A Texas man was recently arrested for federal crimes committed through Snapchat. The 23-year-old Richardson man has been arrested for federal violations in the Eastern District of Texas announced U.S. Attorney Joseph D. Brown and FBI Special Agent in Charge Matthew DeSarno Thursday.
Rahul Ramesh Joshi was arrested on Aug. 1, pursuant to a criminal complaint issued by the U.S. District Court charging him with sending threatening communications to injure another, in interstate commerce. Joshi made an initial appearance Thursday in Plano.
A written statement from Brown’s office said information presented in court showed that, in December 2018, a federal law enforcement agent began investigating a complaint from a female Snapchat user. She allegedly received threatening messages on different messaging apps from several different users that all seemed to be connected. Further investigation revealed multiple victims in different states all receiving similar threatening messages. Forensic analysis of the messages led investigators to the defendant and determined Joshi had lived in Michigan before attending the University of Texas and eventually moving to Richardson.
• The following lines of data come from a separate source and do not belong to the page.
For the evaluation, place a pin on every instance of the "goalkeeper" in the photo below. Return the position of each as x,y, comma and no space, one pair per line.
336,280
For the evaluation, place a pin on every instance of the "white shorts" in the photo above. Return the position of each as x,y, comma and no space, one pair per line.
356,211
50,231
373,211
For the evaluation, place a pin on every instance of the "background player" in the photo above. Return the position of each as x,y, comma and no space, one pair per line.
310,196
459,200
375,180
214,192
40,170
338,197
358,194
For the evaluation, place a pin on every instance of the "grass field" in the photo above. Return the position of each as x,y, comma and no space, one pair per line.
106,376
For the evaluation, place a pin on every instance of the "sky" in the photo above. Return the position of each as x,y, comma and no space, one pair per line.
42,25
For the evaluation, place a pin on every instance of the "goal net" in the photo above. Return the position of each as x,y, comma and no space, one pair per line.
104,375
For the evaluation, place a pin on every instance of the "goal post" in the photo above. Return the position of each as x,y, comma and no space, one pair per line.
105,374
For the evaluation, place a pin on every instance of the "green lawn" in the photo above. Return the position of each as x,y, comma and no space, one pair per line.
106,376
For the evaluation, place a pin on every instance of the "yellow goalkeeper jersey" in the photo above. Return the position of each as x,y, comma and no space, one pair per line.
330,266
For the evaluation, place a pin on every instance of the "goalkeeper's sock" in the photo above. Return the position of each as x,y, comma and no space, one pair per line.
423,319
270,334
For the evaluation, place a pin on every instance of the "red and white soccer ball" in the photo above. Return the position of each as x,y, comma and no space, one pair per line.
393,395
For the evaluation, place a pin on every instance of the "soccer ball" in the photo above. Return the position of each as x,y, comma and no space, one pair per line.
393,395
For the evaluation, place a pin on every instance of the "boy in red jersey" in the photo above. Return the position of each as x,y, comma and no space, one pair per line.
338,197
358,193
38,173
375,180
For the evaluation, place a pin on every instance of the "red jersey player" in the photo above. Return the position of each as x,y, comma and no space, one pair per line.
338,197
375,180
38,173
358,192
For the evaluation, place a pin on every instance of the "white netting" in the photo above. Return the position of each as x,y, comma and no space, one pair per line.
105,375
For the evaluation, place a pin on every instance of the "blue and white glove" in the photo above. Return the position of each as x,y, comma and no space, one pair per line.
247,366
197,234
“These were extreme messages, and no one should have to put up with that kind of nonsense,” said United States Attorney Joseph D. Brown. “Your freedom of speech does not extend to the point that you can threaten and intimidate others. We will stop that kind of abusive behavior.”
“The victims in this case were subjected to daily harassment and lived in a constant state of fear,” said Matthew DeSarno, special agent in charge of the FBI Dallas Field Office. “We want to send the message that individuals cannot use social media to anonymously target innocent victims. The FBI and its law enforcement partners will continue working together to identify these individuals and hold them accountable for their actions.”
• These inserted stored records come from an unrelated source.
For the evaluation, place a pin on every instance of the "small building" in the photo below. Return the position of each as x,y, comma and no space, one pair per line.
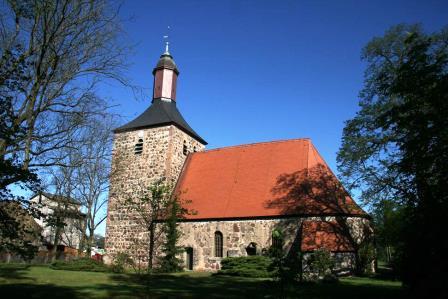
63,213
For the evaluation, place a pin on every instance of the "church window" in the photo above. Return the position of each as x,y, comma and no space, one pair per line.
218,244
277,240
138,148
185,149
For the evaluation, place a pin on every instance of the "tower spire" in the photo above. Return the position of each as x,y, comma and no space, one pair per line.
167,42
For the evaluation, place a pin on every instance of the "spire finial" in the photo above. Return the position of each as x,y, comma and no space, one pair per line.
167,43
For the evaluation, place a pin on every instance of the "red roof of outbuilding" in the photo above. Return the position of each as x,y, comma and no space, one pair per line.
267,179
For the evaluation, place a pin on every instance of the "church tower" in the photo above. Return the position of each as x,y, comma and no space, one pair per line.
154,145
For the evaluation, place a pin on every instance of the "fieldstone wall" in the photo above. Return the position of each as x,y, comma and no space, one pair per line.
132,174
238,234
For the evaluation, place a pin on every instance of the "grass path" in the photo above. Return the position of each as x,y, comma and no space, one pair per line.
18,281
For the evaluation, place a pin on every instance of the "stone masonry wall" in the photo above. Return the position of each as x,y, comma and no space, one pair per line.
238,234
131,174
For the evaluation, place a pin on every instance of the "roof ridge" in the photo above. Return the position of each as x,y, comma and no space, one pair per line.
253,144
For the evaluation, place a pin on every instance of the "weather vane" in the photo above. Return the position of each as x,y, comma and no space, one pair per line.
167,43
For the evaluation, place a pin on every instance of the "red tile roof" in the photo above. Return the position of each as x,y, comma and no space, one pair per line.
321,234
260,180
If convicted, Joshi faces up to five years in federal prison.
This case is being investigated by the Federal Bureau of Investigation’s Dallas Field Office, University of Pittsburgh Police Department, University of Texas Police Department, and Wellesley Police Department in Massachusetts.
It is important to note that a complaint, arrest, or indictment should not be considered as evidence of guilt and that all persons charged with a crime are presumed innocent until proven guilty beyond a reasonable doubt.